El hombre del burro formó parte del paisaje turístico de la ciudad en los años sesenta, cuando al llegar el verano recorría las playas buscando la oportunidad de una fotografía a cambio de cinco duros. Había fotógrafos ambulantes que seguían utilizando el viejo reclamo del caballo de cartón y se colocaban en el Parque aguardando la llegada de los niños, y había otros que no se conformaban con el animal postizo y se buscaban la vida con un burro de carne y hueso con el que conquistaban los corazones de los veraneantes y se ganaban un sueldo diario.
Por el camping de la Garrofa solía ir un vecino del barrio de la Chanca que por las mañanas, antes de que apretara el calor, se echaba a los caminos montando en el borriquillo.
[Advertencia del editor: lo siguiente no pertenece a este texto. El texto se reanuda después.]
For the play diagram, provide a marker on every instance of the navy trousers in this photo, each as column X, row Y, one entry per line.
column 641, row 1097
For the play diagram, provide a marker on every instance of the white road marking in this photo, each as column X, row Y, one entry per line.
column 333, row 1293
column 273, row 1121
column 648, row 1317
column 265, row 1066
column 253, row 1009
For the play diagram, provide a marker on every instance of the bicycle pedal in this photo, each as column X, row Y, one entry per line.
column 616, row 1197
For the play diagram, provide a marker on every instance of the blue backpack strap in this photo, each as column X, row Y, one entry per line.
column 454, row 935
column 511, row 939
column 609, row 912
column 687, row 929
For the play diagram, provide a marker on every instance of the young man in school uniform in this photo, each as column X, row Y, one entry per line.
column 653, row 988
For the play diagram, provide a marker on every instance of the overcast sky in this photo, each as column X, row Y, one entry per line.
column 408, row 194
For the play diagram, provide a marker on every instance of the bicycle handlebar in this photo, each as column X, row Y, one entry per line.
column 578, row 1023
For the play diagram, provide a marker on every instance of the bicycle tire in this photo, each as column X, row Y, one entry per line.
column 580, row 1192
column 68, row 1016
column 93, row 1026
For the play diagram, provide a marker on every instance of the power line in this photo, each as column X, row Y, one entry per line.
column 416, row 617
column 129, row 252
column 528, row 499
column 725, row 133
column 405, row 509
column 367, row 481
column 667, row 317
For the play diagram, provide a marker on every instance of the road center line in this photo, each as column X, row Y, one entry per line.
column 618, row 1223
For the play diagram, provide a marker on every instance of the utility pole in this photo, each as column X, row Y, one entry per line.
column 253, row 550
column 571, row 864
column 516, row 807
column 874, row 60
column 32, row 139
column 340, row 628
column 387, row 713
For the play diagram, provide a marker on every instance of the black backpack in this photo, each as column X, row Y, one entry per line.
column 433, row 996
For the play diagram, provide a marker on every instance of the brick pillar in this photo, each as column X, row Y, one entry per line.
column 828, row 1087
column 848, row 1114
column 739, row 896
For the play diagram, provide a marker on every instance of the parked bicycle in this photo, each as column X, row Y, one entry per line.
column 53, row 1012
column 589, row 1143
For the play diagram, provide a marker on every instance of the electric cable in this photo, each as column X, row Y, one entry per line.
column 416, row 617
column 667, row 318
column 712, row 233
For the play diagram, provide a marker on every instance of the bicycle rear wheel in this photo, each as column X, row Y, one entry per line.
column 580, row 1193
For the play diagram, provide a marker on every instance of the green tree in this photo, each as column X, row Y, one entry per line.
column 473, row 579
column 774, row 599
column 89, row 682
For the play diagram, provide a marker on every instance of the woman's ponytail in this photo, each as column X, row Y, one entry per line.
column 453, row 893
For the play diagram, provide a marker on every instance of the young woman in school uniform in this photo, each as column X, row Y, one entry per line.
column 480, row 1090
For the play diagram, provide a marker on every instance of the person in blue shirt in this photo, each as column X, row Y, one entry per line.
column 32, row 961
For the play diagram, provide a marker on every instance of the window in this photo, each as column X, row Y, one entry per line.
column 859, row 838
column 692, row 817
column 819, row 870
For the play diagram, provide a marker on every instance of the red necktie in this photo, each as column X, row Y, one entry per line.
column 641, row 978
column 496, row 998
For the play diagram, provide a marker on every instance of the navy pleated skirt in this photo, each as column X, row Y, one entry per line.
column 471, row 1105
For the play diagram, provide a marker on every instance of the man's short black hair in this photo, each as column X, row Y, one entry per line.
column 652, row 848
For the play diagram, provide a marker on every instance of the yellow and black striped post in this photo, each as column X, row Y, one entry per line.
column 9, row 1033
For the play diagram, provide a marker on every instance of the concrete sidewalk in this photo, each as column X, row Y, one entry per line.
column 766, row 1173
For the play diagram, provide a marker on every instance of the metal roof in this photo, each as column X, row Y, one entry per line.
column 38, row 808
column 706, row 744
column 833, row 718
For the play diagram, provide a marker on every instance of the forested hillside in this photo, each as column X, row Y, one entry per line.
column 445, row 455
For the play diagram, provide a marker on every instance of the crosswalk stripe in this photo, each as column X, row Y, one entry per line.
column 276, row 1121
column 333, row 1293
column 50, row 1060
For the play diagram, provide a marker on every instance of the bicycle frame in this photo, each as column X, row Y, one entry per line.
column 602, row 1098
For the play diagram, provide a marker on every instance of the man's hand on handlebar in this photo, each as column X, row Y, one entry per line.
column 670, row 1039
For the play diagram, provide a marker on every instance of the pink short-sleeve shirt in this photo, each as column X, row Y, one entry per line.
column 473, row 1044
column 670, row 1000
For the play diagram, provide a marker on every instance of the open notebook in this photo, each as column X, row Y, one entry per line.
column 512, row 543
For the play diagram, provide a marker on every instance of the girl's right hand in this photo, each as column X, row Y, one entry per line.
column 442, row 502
Iba a trote lento, recreándose en cada curva y saludando con el sombrero a los coches que cuando se cruzaban hacían sonar el claxon en señal de aliento.
Aquel buscavidas itinerante no tenía máquina de fotos, ni falta que le hacía. Su negocio se basaba en la gracia del pollino, que volvía locas a las extranjeras, como si no hubieran visto nunca un burro. Se presentaba en el camping como si fuera un caballero andante y conquistaba el corazón de los guiris que cuando lo veían aparecer corrían en busca de la cámara de fotos para inmortalizar aquel instante junto al último jinete de la tierra. Había tardes que regresaba con veinte o treinta duros en el bolsillo y otras que se tenía que venir con las alforjas vacías, lo que lo obligaba a acercarse al Palmer a ver si le tocaba la lotería.
Sus mejores clientes solían ser los turistas alemanes, que eran más generosos con los franceses y solían frecuentar todos los años aquel camping moderno junto a la vieja carretera que comunicaba con Aguadulce.
La Garrofa era un rincón turístico que seguía conservando su vieja estela de lugar perdido entre los acantilados del Cañarete, uno de esos paraísos olvidados a los que sólo iban los extranjeros que venían en verano, los aventureros en bicicleta y algunas familias a pasar los domingos. Ir a La Garrofa era como hacer un viaje; los cinco kilómetros que separaban a este rincón de la capital parecían una distancia mucho mayor por las malas condiciones de la carretera y por el complicado acceso a la playa.
El lugar tenía su puente pintoresco colgando en el barranco y unas viejas casuchas que en otro tiempo habían sido las viviendas de los carabineros que vigilaban la costa. A finales del siglo diecinueve, formaron un pequeño cuartel con seis carabineros bajo las órdenes del sargento Juan Castro Hernández, que se hizo célebre en la época por su habilidad para cazar a los contrabandistas. Después de la guerra, cuando el cuerpo de carabineros desapareció para integrarse en la Guardia Civil, el puesto de vigilancia costera fue protegido por los miembros de la benemérita, que acechaban por aquellos montes, escondidos en sus amplias capas y bajo la complicidad de los tricornios.
La leyenda negra de La Garrofa pasaba también por haber sido el escenario de brutales crímenes de guerra en la noche del 15 al 16 de agosto de 1936. Para recordar la memoria de las víctimas, el 20 de noviembre de 1954 se inauguró frente a la playa un mausoleo en honor de los hombres caídos en aquel rincón, con una lápida donde aparecían los nombres de las víctimas y una cruz que coronaba el monumento.
Es fácil entender que a muchos almerienses les causara respeto acercarse a aquel paraje, tan poco accesible, tan marcado por la historia. Tuvieron que pasar los años para que el destino de La Garrofa cambiara de rumbo y que la gente descubriera sus incalculables valores paisajísticos.
En 1958, un importante empresario almeriense, Juan Navarro Hanza, en un viaje que realizó por Alemania, conoció una nueva forma de hacer turismo, los campings, y pensó en crear uno en Almería. Fueron tres años de trabajo y dos mil camiones de carbonilla para acondicionar rincones y caminos y convertir la zona en un paraje que conservando su atractivo natural y su tranquilidad, fuera cómodo para los turistas.
La Garrofa se transformó en el camping de Almería y tuvo una excelente acogida por un tipo determinado de turistas, aquellos que buscaban el pleno contacto con la naturaleza y huían de los grandes núcleos como Marbella, Torremolinos o Benidorm.